He's hilarious when he finishes with his business in the litter box. He'll paw the floor, wall, side of the litter box to cover his poop - perhaps one time in 10 tries he'll actually hit kitty litter.
We could never figure out why he was doing this, so I was resolved to find some sort of answer. I managed to find this explanation on Purina's Catchow.com. Figuring I would never remember to tell her on what promises to be a busy Monday, I e-mailed the link.
When I opened my inbox, I rather unexpectedly found an e-mail waiting for me. It's one I've been waiting for.
Since I came to United Virtual with more than 100 hours from UPSVAC, I was eligible to skip the normal time requirements and immediately fly a checkride for bigger aircraft. I flew a fair number of flights in the turboprops anyway, all while trying to better acclimate myself with Flight Simulator.
I made an initial stab at my checkride a few months ago, but was unsuccessful for various reasons - I mistakenly listened to the AI air traffic control, which is nothing like real-world ATC. That put me in some situations that are way off of UVA's standard procedures, and thus were justifiable reasons to fail me.
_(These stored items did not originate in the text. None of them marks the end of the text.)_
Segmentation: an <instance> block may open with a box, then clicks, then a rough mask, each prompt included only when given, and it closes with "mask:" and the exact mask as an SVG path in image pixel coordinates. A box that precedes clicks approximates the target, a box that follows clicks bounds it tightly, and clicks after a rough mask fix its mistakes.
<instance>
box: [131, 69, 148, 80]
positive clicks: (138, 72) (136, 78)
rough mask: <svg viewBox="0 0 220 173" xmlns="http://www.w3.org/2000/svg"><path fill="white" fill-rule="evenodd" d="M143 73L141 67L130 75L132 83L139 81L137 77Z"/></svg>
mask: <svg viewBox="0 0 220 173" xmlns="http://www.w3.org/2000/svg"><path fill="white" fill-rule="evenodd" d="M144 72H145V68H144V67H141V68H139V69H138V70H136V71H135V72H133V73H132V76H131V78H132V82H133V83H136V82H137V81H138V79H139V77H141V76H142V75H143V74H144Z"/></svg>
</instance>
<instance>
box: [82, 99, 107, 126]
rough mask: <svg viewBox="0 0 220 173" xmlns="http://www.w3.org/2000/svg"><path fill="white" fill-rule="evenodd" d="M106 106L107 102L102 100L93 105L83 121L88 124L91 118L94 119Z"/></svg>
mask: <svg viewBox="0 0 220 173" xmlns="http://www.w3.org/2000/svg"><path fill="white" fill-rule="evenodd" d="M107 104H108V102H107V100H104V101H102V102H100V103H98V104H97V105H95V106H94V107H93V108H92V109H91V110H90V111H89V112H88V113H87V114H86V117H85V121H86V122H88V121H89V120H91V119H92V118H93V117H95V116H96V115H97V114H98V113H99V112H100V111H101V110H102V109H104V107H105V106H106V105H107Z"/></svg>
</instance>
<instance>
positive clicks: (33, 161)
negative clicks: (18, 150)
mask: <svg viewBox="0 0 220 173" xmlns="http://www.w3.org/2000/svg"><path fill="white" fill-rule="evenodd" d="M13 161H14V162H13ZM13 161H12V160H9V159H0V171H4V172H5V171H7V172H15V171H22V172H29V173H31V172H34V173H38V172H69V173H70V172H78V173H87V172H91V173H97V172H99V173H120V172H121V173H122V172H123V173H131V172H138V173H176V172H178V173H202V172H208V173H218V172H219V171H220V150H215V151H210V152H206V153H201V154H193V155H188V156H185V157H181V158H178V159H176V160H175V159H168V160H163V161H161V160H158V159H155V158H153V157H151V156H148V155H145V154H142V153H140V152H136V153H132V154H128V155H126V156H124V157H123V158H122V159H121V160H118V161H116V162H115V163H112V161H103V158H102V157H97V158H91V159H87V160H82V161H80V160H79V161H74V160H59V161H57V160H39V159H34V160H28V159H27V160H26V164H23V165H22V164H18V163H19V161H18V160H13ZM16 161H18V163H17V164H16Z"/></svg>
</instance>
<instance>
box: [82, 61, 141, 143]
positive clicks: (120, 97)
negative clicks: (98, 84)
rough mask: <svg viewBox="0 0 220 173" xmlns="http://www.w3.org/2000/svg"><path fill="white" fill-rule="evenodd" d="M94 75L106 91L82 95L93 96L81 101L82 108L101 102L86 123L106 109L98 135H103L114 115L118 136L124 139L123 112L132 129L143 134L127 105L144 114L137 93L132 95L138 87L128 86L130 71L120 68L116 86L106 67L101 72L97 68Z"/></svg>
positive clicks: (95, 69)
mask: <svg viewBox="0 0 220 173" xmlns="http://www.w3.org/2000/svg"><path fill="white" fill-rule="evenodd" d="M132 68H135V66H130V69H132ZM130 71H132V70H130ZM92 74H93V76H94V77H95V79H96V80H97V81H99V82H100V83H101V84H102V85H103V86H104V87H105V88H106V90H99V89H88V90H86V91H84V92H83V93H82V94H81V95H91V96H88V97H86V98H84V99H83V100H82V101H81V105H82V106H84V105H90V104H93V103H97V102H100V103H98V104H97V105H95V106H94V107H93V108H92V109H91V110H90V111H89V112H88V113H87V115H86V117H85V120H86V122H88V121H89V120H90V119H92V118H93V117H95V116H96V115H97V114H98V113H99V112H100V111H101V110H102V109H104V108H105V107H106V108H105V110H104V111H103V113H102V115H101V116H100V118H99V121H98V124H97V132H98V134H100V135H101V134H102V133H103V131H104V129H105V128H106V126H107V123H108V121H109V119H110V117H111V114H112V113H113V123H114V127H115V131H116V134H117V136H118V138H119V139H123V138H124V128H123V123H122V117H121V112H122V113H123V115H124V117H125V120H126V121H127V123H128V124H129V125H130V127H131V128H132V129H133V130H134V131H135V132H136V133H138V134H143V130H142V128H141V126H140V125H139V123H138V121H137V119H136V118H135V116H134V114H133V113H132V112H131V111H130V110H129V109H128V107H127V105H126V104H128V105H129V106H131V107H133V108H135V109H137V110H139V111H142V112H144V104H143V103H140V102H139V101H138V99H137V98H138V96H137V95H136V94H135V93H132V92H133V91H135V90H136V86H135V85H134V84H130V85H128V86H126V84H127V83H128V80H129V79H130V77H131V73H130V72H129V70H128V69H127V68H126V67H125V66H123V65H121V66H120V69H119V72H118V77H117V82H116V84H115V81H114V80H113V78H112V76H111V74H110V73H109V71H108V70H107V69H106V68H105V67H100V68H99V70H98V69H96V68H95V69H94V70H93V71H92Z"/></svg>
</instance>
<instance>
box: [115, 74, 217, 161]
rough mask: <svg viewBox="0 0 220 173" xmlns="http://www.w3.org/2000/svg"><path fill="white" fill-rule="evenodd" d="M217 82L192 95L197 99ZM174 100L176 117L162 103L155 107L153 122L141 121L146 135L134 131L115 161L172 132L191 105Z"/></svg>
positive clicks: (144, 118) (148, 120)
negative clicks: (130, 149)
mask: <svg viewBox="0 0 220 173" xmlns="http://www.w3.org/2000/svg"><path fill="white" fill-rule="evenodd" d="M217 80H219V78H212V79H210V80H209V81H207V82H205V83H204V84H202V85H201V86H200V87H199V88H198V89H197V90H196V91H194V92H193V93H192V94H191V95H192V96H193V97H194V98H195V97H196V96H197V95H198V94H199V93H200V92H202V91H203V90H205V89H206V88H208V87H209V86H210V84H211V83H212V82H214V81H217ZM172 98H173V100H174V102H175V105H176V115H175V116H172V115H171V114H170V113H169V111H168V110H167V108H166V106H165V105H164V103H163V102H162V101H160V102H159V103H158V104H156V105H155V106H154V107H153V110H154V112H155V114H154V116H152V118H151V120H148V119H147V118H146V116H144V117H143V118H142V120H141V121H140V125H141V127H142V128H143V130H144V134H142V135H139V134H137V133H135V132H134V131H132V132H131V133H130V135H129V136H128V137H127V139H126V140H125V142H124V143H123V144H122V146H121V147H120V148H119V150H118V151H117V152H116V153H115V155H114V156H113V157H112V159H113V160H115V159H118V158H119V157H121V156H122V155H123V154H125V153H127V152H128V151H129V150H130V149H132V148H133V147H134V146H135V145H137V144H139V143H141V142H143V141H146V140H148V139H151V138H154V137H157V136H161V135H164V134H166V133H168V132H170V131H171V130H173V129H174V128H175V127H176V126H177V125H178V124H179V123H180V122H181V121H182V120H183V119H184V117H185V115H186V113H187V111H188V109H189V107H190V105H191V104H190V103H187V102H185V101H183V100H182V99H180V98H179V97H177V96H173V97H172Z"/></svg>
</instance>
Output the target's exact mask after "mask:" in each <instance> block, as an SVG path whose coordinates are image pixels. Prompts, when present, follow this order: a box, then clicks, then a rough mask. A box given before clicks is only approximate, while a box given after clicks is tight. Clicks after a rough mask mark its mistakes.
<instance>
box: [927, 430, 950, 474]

Then my own real world got in the way, with the hectic days that come from mid-February to late March. Still, I was able to re-try my checkride. And this was the message that greeted me:
This flight looked very nice. You have done a nice job of practicing and preparing. The only thing I would suggest is practicing the ILS approaches a bit hand flying them. It is possible to use the FLIGHT DIRECTOR, and fly and entire pattern without ever touching the autopilot and having it turn out looking like it was. Please allow approximately 72 hours for you promotion to be processed before you will see the upgrade to your pilot center. Welcome to the big iron.So now, I'm happy to report that I can now fly all of the regional jets, 737s and the Airbus A-319/320 class. I'm a Category 3 virtual pilot.
(For those of you wondering, if this post wasn't enough for you, an ILS approach is a full-instrument approach; ILS stands for instrument landing system. Though the Wiki refers to Category III approach, that's got nothing to do with my rating. And flight director is a notch below autopilot; with FD, you're still hand-flying the plane, it's just that the onboard computers tell you how hard to bank, how high your nose should be, etc.)
The actual e-mail was considerably longer, with point-by-point observations on taxiing, takeoff, climb, cruise, descent and approach. But I'll save you the boredom of reading through all of that.
What matters, after all, is the last sentence. Three cats.